RasGas 3 is part of an investment in natural gas production and liquefaction by affiliates of QP and ExxonMobil that includes 12 new, 210,000-cu m Q-Flex LNG vessels and one 260,000-cu m Q-Max LNG vessel, said ExxonMobil. The final component of the investment is the Golden Pass LNG terminal, under construction near Sabine Pass, Tex. It will be able to regasify 15.6 million tpy when it starts up later this year.

El Paso to sell Mexican pipeline assets to Sempra

El Paso Corp. agreed to sell its interest in Mexican pipeline and compression assets to Sempra Pipelines & Storage, a unit of Sempra Energy. The sale includes El Paso's 50% interest in a joint venture with Mexico's state owned Petroleos Mexicanos consisting of the 15,000-hp Gloria a Dios compression station, the 23.4-mile Samalayuca pipeline, the 70.8-mile San Fernando pipeline (and 75,000 hp of accompanying compression), and the 117.4-mile Burgos LPG pipeline (with 1,200 hp of pumping), all near the Mexico-Texas border. The 12.75-in. OD, 30,000 b/d Burgos LPG pipeline extends from Pemex's Burgos gas processing center to Monterrey, Nuevo Leon, Mexico.

The sale also includes El Paso's wholly owned 14,000-hp Naco compression station and 7.8-mile Agua Prieta pipeline, originating at the Arizona border. El Paso expects the $300 million transaction to close in the second quarter.

The sale did not include El Paso's interest in the proposed 1.3-bcfd Sonora LNG terminal, covered by a separate joint venture with Houston's DKRW Energy LLC. Sonora Terminal and Pipeline would deliver natural gas to northern Mexico and the southwestern US from the terminal site in Puerto Libertad, Sonora, Mexico.
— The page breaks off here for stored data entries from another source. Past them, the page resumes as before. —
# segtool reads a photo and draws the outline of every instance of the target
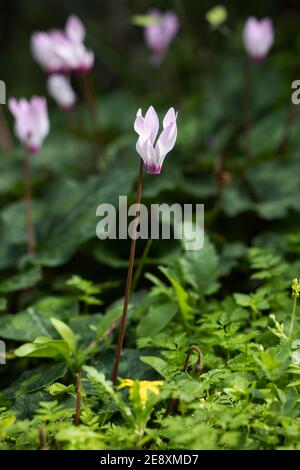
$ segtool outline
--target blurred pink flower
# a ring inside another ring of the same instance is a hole
[[[70,80],[64,75],[50,75],[47,81],[48,93],[62,109],[70,109],[76,102],[76,94]]]
[[[8,107],[15,118],[16,136],[24,144],[26,152],[31,155],[39,153],[50,129],[46,99],[40,96],[33,96],[30,101],[10,98]]]
[[[155,61],[159,63],[178,32],[179,21],[172,11],[161,13],[159,10],[152,9],[149,11],[149,16],[153,24],[146,26],[145,40],[154,54]]]
[[[147,173],[159,174],[165,156],[173,149],[177,138],[177,114],[174,108],[169,109],[157,139],[159,119],[155,109],[150,106],[145,117],[142,110],[138,110],[134,123],[134,130],[139,135],[136,150],[144,161]]]
[[[249,56],[256,60],[263,60],[274,42],[273,23],[270,18],[257,20],[253,16],[248,18],[244,28],[244,44]]]
[[[94,53],[85,47],[84,39],[84,26],[77,16],[72,15],[65,31],[34,33],[32,55],[47,73],[89,72],[94,65]]]

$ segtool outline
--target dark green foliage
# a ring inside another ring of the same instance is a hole
[[[291,41],[278,18],[278,47],[245,66],[230,11],[225,34],[207,25],[207,37],[205,12],[200,32],[187,13],[192,34],[183,26],[155,69],[140,40],[123,57],[90,21],[118,86],[101,89],[93,75],[101,146],[83,100],[70,126],[50,106],[50,136],[31,159],[32,257],[22,151],[0,155],[0,449],[37,449],[41,425],[49,449],[300,449],[300,120],[290,104],[299,21]],[[145,174],[143,202],[205,204],[205,244],[153,240],[143,255],[138,240],[118,388],[110,378],[129,241],[97,239],[96,209],[119,195],[134,201],[133,121],[149,104],[179,109],[178,142],[160,176]],[[192,345],[202,369],[193,352],[183,370]]]

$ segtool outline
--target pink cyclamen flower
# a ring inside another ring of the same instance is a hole
[[[26,152],[31,155],[39,153],[50,129],[46,99],[40,96],[33,96],[30,101],[10,98],[8,107],[15,118],[15,133]]]
[[[34,33],[32,55],[47,73],[89,72],[94,65],[94,53],[85,47],[84,39],[84,26],[77,16],[72,15],[65,31]]]
[[[62,109],[70,109],[76,103],[76,94],[70,80],[64,75],[50,75],[47,81],[48,93]]]
[[[145,40],[156,60],[161,60],[178,32],[179,21],[172,11],[152,9],[149,16],[153,23],[145,28]]]
[[[145,117],[139,109],[136,115],[134,130],[139,135],[136,150],[144,161],[147,173],[159,174],[165,156],[169,153],[177,138],[177,114],[170,108],[163,120],[163,130],[157,138],[159,119],[153,106],[150,106]]]
[[[272,20],[270,18],[257,20],[251,16],[246,21],[243,36],[249,56],[256,61],[262,61],[274,42]]]

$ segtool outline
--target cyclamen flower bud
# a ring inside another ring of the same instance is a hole
[[[50,75],[47,81],[49,95],[62,109],[70,109],[76,102],[76,94],[70,80],[64,75]]]
[[[177,138],[177,114],[170,108],[163,120],[163,130],[157,139],[159,119],[153,106],[150,106],[145,117],[138,110],[134,130],[139,135],[136,150],[144,161],[147,173],[159,174],[165,156],[169,153]]]
[[[274,42],[272,20],[270,18],[257,20],[251,16],[246,21],[243,38],[249,56],[256,61],[262,61]]]
[[[161,61],[175,38],[179,29],[179,21],[172,11],[161,13],[159,10],[153,9],[149,11],[149,17],[153,23],[145,28],[145,40],[154,53],[156,62],[158,62]]]
[[[31,155],[39,153],[50,129],[46,99],[39,96],[30,101],[10,98],[8,107],[15,118],[16,136],[24,144],[26,152]]]

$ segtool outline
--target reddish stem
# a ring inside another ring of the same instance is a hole
[[[248,57],[246,58],[244,67],[244,126],[245,126],[245,153],[248,159],[251,158],[251,133],[252,133],[252,116],[251,116],[251,67]]]
[[[31,203],[31,182],[30,182],[30,162],[29,154],[24,154],[24,203],[25,203],[25,224],[27,233],[28,254],[33,254],[35,250],[34,229],[32,223],[32,203]]]
[[[102,135],[99,129],[97,108],[95,103],[95,93],[92,86],[91,78],[88,74],[78,74],[78,78],[82,87],[83,95],[91,116],[91,121],[94,127],[94,131],[97,137],[97,140],[102,143]]]
[[[7,125],[2,106],[0,105],[0,148],[3,152],[10,152],[13,148],[13,140]]]
[[[40,439],[40,445],[38,450],[48,450],[47,447],[47,433],[46,429],[41,426],[39,429],[39,439]]]
[[[137,210],[136,210],[134,224],[133,224],[133,231],[131,234],[132,238],[131,238],[131,247],[130,247],[130,255],[129,255],[129,265],[128,265],[128,271],[127,271],[124,306],[123,306],[123,313],[121,317],[121,326],[120,326],[120,332],[119,332],[118,346],[116,350],[115,360],[113,364],[113,372],[112,372],[112,381],[114,385],[117,382],[117,377],[119,373],[120,359],[121,359],[121,353],[122,353],[125,330],[126,330],[128,304],[129,304],[130,294],[131,294],[131,283],[132,283],[132,273],[133,273],[133,265],[134,265],[134,258],[135,258],[137,227],[140,223],[140,204],[141,204],[142,185],[143,185],[143,172],[144,172],[144,162],[141,159],[137,194],[136,194]]]
[[[75,416],[73,423],[75,426],[78,426],[80,423],[80,411],[81,411],[81,374],[77,372],[76,374],[76,407],[75,407]]]

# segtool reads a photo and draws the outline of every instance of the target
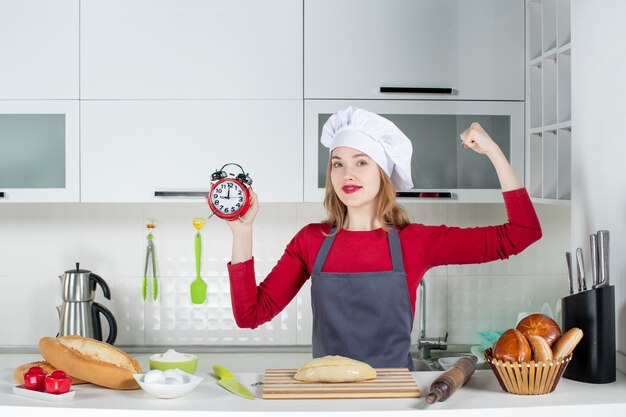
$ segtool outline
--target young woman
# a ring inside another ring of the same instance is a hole
[[[408,367],[417,286],[428,269],[482,263],[520,253],[541,226],[506,157],[478,123],[461,136],[486,155],[503,191],[508,222],[458,228],[410,223],[396,190],[413,187],[411,141],[389,120],[349,107],[324,125],[330,149],[324,205],[328,219],[305,226],[257,286],[252,223],[257,196],[233,234],[228,264],[235,321],[256,328],[271,320],[311,278],[313,357],[342,355],[373,367]]]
El Paso says the project has received permits to develop the terminal and associated pipelines but is still in the process of securing Pacific Rim LNG supplies. It anticipates commercial operations by 2014-15, pending supplier agreements.

Correction

The headline "NARUC study lists adverse impacts for ongoing OCS ban" (OGJ, Feb. 22, 2010, p. 26) incorrectly suggests that the National Association of Regulatory Utility Commissioners conducted the study. NARUC authorized the study and hired Science Applications International Corp. to conduct it. The same article also erroneously identified O'Neal Hamilton as a former NARUC chairman. He formerly chaired South Carolina's Public Service Commission and currently chairs NARUC's committee on gas.